Some stress is placed upon the facts, that this particular train, upon which the plaintiff attempted to take passage, had no conveniences for carrying passengers; that it did not come to the passenger landing; and that the ticket office was not open for the sale of tickets to passengers during the usual time before the train left the station; and it seems to he claimed that these circumstances operated as a sort of notice that the same was not one of the defendant’s freight trains upon which passengers might lawfully travel. The answer to this is, that neither the plaintiff nor the persons who had charge of him knew, at the time the plaintiff was hurt, whether the caboose had or had not conveniences for passengers. They had not then entered the caboose, and, in the darkness of the night and the hurry of getting on the train, it is fair to presume that they had no opportunity to examine its external appearance, conceding that its external appearance indicated that it was not adapted to the carrying of passengers. Further, it does not appear that the ticket office at the station was opened for those freight trains which received passengers, or that such trains came to the passenger platforms or landings, or that the external appearance of the caboose indicated that it was not adapted to the carrying of passengers. It appears affirmatively that the ticket office was opened only before the leaving of passenger trains, and that the same number of men were employed upon each freight train on the road, whether it was a train which carried passengers or one which did not. Considering these circumstances, and the further one that the plaintiff and the persons in charge of him were directed to go on board of the train by some person who, as they had good reason to believe, had authority over the train, there seems to be no foundation for the position that there was anything in the appearance or location of the train, or in any of the surrounding circumstances, sufficient to charge the plaintiff and those with him, with notice that passengers were not carried on that train as well as on other freight trains of the defendant.

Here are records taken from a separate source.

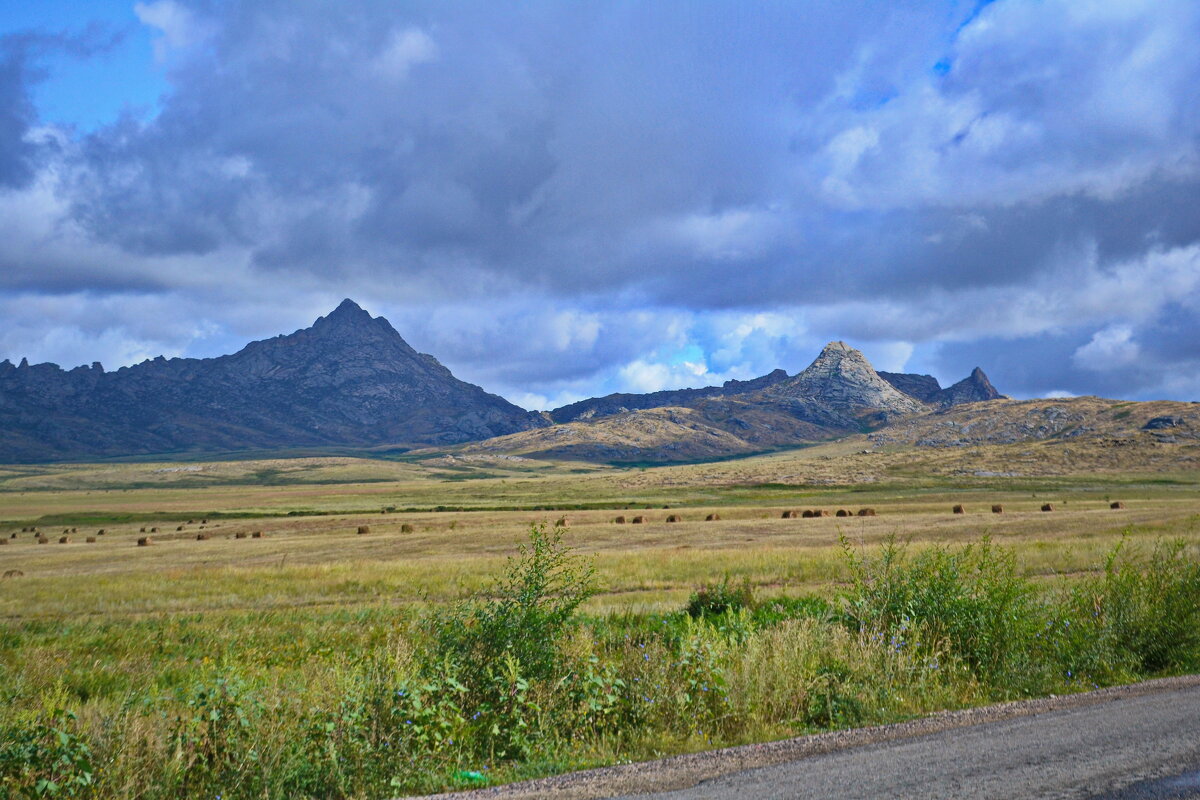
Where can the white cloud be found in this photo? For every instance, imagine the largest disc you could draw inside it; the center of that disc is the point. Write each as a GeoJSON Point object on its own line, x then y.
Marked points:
{"type": "Point", "coordinates": [1110, 348]}
{"type": "Point", "coordinates": [405, 49]}
{"type": "Point", "coordinates": [180, 29]}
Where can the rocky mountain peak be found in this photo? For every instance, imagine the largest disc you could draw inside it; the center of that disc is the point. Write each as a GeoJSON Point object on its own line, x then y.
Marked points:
{"type": "Point", "coordinates": [841, 378]}
{"type": "Point", "coordinates": [973, 389]}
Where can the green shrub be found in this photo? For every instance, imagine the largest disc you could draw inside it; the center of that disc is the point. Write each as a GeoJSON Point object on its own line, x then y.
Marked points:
{"type": "Point", "coordinates": [1145, 607]}
{"type": "Point", "coordinates": [720, 597]}
{"type": "Point", "coordinates": [46, 758]}
{"type": "Point", "coordinates": [970, 597]}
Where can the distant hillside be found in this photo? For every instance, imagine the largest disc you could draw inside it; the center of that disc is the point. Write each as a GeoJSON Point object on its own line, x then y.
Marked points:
{"type": "Point", "coordinates": [349, 379]}
{"type": "Point", "coordinates": [839, 394]}
{"type": "Point", "coordinates": [1077, 419]}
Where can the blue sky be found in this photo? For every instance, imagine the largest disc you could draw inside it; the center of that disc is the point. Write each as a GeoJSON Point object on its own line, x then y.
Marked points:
{"type": "Point", "coordinates": [565, 199]}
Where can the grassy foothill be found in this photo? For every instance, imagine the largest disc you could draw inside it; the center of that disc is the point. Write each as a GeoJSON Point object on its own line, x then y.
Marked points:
{"type": "Point", "coordinates": [483, 643]}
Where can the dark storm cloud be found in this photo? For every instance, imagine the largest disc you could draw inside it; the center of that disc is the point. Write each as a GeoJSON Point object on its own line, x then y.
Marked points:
{"type": "Point", "coordinates": [570, 198]}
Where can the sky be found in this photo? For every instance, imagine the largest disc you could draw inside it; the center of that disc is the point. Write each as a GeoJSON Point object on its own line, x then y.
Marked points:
{"type": "Point", "coordinates": [565, 199]}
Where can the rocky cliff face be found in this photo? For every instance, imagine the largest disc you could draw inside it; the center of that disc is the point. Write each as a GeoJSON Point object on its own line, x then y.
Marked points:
{"type": "Point", "coordinates": [840, 385]}
{"type": "Point", "coordinates": [348, 380]}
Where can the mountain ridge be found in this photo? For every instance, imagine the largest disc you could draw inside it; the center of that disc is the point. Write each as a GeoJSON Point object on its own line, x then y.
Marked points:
{"type": "Point", "coordinates": [351, 379]}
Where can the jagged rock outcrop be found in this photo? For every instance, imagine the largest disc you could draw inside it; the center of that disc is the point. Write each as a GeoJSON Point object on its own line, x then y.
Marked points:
{"type": "Point", "coordinates": [347, 380]}
{"type": "Point", "coordinates": [973, 389]}
{"type": "Point", "coordinates": [923, 388]}
{"type": "Point", "coordinates": [839, 386]}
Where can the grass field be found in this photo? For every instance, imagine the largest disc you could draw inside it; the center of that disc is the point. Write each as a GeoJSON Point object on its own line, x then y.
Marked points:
{"type": "Point", "coordinates": [303, 613]}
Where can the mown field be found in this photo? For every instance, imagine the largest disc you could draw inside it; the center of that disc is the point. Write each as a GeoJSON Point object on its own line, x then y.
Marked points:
{"type": "Point", "coordinates": [317, 661]}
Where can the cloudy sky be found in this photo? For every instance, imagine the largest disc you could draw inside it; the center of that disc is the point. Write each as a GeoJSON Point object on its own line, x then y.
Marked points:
{"type": "Point", "coordinates": [563, 199]}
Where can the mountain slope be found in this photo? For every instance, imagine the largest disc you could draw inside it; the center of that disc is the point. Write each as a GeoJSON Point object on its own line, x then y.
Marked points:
{"type": "Point", "coordinates": [349, 379]}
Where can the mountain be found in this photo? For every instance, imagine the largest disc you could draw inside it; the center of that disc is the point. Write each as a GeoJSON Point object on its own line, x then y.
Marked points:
{"type": "Point", "coordinates": [347, 380]}
{"type": "Point", "coordinates": [973, 389]}
{"type": "Point", "coordinates": [839, 394]}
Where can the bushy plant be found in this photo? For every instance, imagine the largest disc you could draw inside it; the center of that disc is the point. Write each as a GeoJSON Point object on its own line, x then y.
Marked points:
{"type": "Point", "coordinates": [497, 645]}
{"type": "Point", "coordinates": [1145, 608]}
{"type": "Point", "coordinates": [971, 597]}
{"type": "Point", "coordinates": [46, 758]}
{"type": "Point", "coordinates": [720, 597]}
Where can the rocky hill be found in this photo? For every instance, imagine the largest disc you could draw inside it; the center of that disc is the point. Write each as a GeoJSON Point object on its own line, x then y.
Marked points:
{"type": "Point", "coordinates": [839, 394]}
{"type": "Point", "coordinates": [349, 379]}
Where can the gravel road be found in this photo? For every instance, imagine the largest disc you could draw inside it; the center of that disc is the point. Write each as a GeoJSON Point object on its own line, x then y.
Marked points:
{"type": "Point", "coordinates": [1127, 743]}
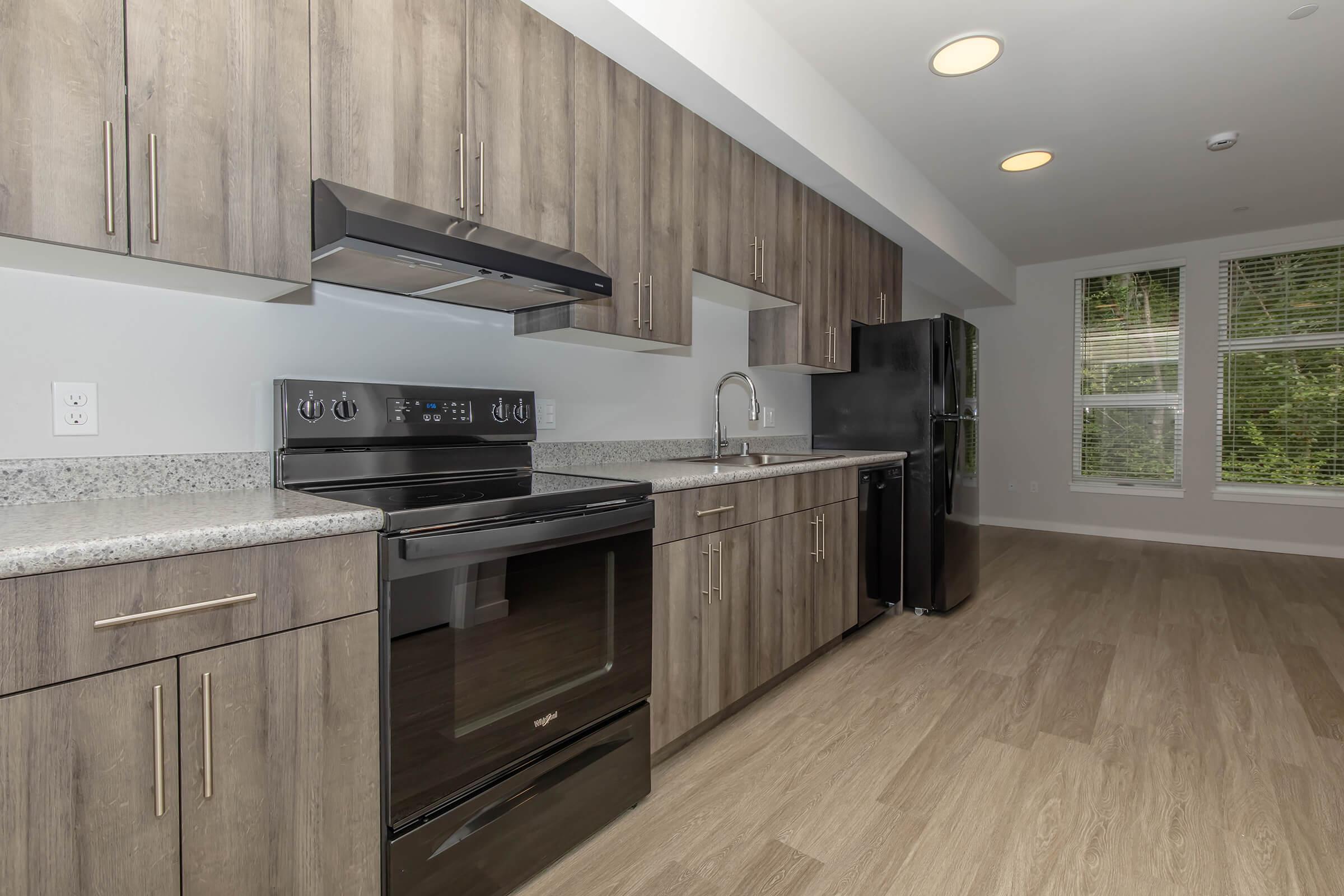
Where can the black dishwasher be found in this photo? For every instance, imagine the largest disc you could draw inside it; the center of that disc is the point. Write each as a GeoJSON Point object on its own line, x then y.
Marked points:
{"type": "Point", "coordinates": [882, 499]}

If the foregoing views are correct, it necessarily follows that all the proposed instructions are based upon an incorrect hypothesis, and hence that the court properly refused to give them to the jury.

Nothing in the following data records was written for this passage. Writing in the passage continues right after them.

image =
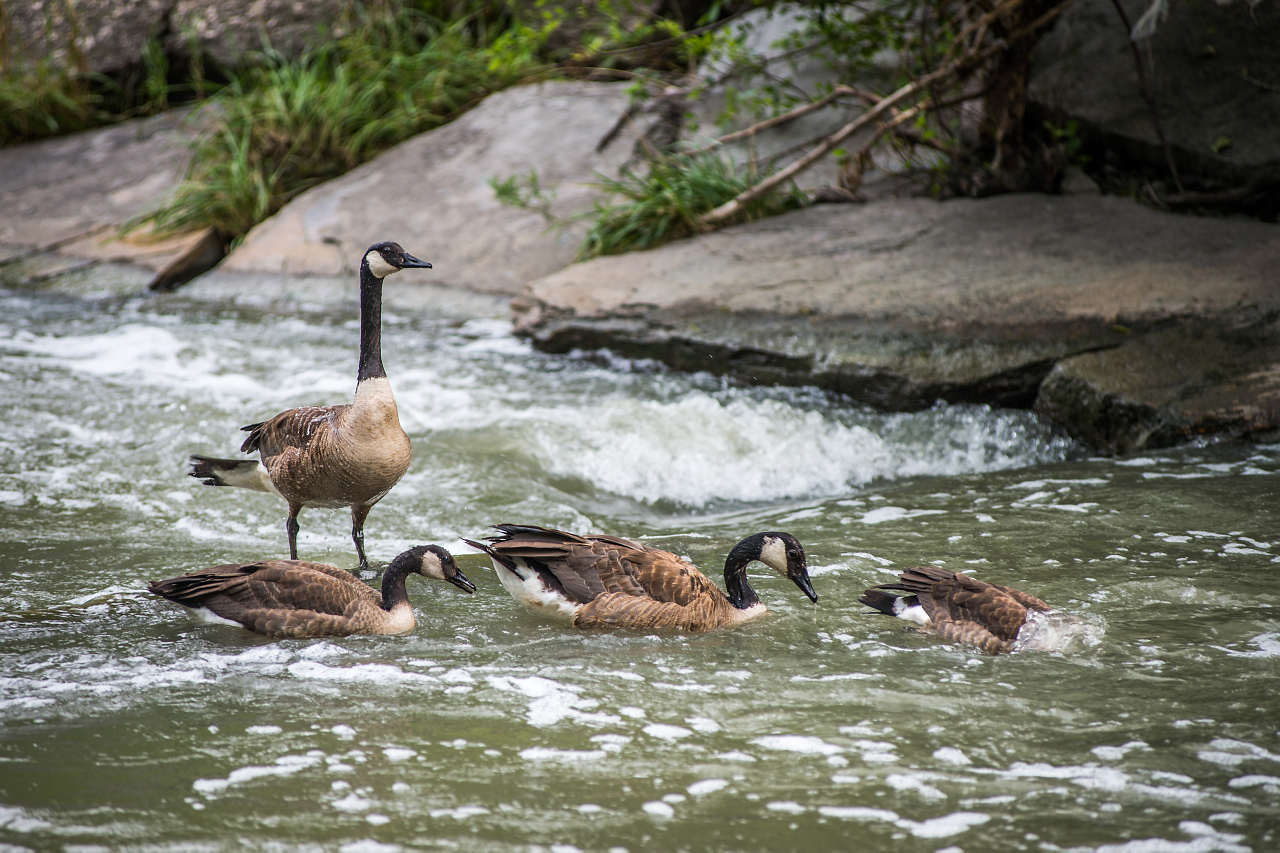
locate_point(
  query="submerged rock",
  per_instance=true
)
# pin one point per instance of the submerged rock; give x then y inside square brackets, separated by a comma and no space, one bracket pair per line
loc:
[899,304]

■ Let us now briefly examine the instructions which were given to the jury. The doctrine of these is, that although the train in question was not one of the freight trains on which passengers were carried, and although the conductors thereof had express orders from the defendant not to take passengers thereon, yet if passengers were habitually, or perhaps occasionally, carried on such train without objection, and fare collected of them by the conductors, and if the caboose was open for passengers on the night that the plaintiff was injured, and the plaintiff and the party with him went upon the train because passengers had before been carried upon it, or because some employee of the defendant, having authority to do so, directed them to go upon the train, the relation of passenger and carrier existed between the parties.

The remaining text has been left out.